Ask HN: Why do ATMs run on Windows? - wysiwyg3826

Seems like a lousy choice for a machine that needs to be highly secured.
======
mschuster91
Well, if your bank's internal systems/offices already run Windows, then it is
better to use the same platforms for your ATMs too - you can reuse code
between the two systems, and you only need one developer team instead of two.

Also, ATM development started way before Linux was a major player and people
basically only had MS-DOS or OS/2 as choices - and as banking software
develops at the same speed as a glacier moves (and those ATMs tend to grow
OLD), you're stuck in a lock-in effect.

------
runjake
For the same reason everyone writes other financial systems for Windows. It's
a popular platform with rich frameworks and a large developer base.
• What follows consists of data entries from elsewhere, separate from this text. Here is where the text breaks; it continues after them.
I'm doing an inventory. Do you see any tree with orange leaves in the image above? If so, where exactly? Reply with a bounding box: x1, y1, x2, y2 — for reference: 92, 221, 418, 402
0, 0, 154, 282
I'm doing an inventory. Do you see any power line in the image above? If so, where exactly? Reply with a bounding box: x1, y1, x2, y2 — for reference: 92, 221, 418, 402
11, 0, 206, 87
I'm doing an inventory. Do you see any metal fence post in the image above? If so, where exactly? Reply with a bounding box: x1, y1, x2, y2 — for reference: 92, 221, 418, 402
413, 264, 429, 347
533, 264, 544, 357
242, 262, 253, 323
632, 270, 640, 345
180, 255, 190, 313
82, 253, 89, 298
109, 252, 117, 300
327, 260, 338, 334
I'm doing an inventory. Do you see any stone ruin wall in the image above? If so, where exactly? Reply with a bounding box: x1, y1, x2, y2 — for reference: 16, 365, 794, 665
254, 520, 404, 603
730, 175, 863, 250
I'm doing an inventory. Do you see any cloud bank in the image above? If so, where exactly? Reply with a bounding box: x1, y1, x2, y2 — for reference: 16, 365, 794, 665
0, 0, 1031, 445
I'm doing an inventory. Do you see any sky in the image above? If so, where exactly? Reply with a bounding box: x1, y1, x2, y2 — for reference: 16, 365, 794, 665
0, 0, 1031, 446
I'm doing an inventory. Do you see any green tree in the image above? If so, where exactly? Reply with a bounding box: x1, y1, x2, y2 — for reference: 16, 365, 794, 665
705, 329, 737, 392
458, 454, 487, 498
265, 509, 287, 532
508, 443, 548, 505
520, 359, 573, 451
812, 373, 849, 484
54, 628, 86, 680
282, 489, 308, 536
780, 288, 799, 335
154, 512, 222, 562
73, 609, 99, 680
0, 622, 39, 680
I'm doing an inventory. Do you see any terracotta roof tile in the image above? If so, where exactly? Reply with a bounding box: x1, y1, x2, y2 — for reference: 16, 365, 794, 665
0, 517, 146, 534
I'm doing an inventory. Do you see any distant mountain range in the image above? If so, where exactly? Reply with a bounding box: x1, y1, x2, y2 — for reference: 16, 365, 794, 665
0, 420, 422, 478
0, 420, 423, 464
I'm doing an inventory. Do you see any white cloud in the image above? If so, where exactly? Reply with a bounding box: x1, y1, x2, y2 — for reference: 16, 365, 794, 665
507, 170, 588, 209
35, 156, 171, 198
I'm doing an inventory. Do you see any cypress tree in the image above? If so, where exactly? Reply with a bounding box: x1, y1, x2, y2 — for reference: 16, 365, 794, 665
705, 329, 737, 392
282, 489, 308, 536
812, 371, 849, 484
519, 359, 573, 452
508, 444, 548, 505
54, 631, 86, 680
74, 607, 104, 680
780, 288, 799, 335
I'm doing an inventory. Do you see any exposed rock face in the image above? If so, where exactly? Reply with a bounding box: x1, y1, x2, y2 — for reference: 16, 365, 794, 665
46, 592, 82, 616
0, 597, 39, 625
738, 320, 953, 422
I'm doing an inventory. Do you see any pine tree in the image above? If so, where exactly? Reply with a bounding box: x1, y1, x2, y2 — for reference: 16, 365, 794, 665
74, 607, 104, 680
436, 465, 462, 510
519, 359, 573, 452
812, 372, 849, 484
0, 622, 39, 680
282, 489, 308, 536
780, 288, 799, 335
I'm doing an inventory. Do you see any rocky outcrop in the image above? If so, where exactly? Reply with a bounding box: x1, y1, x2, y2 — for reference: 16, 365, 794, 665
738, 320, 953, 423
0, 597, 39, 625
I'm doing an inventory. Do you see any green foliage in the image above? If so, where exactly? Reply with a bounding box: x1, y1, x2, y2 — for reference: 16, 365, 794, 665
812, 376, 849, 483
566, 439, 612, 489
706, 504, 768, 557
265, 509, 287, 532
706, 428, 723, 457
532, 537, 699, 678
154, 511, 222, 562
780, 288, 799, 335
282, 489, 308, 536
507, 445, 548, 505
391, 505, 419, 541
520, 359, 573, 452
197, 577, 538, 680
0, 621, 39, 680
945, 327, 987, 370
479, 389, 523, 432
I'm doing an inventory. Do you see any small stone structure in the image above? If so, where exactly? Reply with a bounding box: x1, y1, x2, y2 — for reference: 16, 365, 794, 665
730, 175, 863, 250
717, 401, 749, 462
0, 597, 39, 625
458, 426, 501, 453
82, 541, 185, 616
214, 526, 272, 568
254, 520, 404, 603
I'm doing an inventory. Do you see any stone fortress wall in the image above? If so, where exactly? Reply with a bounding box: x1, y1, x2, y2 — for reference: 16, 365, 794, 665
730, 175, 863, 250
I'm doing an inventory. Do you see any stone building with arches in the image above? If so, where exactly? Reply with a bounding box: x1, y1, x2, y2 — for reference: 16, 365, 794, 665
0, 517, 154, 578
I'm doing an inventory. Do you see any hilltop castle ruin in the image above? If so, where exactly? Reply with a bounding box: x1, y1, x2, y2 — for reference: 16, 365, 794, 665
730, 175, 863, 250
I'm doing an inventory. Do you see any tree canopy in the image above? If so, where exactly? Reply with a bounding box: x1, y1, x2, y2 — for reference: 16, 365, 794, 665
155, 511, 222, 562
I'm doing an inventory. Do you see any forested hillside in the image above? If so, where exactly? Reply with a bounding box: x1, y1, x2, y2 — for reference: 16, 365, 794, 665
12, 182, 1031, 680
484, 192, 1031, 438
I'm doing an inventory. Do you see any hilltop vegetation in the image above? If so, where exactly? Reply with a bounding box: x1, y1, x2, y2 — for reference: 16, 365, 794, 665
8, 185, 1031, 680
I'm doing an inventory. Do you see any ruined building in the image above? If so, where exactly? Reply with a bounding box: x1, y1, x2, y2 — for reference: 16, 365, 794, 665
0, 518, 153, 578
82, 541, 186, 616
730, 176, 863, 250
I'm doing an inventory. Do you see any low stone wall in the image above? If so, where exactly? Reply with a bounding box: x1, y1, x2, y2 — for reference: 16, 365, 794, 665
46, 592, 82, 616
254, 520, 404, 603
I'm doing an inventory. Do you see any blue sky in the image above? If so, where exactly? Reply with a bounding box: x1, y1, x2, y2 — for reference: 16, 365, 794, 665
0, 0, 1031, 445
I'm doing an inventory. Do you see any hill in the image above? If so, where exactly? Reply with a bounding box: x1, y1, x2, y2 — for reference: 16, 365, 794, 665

The current versions (>= Windows 7) of Windows are pretty secure. Even the
last patched up version of XP isn't awful. That said, my experience with ATMs
has been that nobody does a good job of hardening ATMs.

------
fuj
Why wouldn't they run windows? I don't get all this drama with ATM's and XP.
They are (should be) physically secure, meaning no usb ports available, cd-
rom, no public network. THey are completely locked down. Many of them are
still running windows95 and they seem to work pretty well.

What would you recommend then? Mac? Linux?

------
codemonkeymike
Atm's, from what I know, are generally not connected to wifi. Most are
directly wired to either DSL or to a modem making it the end users issue(aka
the person who owns the property which the ATM is on).